Most affected are exporters of products heavily reliant on food service as millions of Chinese are on home quarantine, with restaurants and food outlets closed until the outbreak is contained.
Australia’s seafood industry has been particularly hit by the impact of the virus, with experts warning that the long term impacts on the food and agriculture supply chain will reflect the duration and severity of the outbreak.
One Australian fisherman, who asked not to be named, said sales of live abalone and crayfish were at a standstill with fisheries in Victoria, Tasmania, New South Wales and South Australia instructed to cease fishing.
“Frozen abalone are technically still going, but the lack of flights to China are halting sales. South Australian frozen abalone are still selling because stocks were depleted over Chinese New Year, so they are going into cold storage in the hope the market will reopen soon,” he said.
“Because there have been no sales since the outbreak, we don’t know what the impact on price has been – but there will be downward pressure.
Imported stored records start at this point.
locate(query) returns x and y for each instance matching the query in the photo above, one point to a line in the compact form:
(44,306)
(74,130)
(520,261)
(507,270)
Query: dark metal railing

It all depends on when airlines fly into China again.”
Cattle Live Trade Continues
Despite the effects of the outbreak on the food service industry, the impact on Australian beef exports has been minimal so far.
Austrex/Ag Trade CEO Justin Slaughter said that while current and contracted shipments of cattle to China are continuing without interruption, the industry was keeping a close eye on potential developments.
“We are working closely with our partners worldwide to manage risk and keep supply lines open, while also ensuring we have strong contingency plans in place,” he said.
Given current public sentiment about the live cattle trade, trade delays and disruptions could potentially open up a public relations can of worms for the sector.
“Ensuring the health and safety of people and animals is, of course, our primary consideration at this time.”
One positive indicator is the predicted ‘explosion in growth’ expected once the epidemic is curbed, leading to increased activity in Chinese imports and exports.
Liu Ying, a researcher at Chongyang Institute for Financial Studies at Renmin University in China, thinks the global supply chain could recover quickly once the virus is controlled.
“Although the epidemic has had a negative impact on China’s imports, in the full year it will drive imports up, because China has just signed the phase one trade deal with the United States to import agricultural products and food worth $100 billion, and there will be increased imports of medical supplies and medicines because of the epidemic.”
It is likely that predicted recovery will benefit Australia, given its position as a significant trade partner with China. Australia’s total annual exports to China are valued at around $47 billion per annum, including around $5 billion in agricultural products.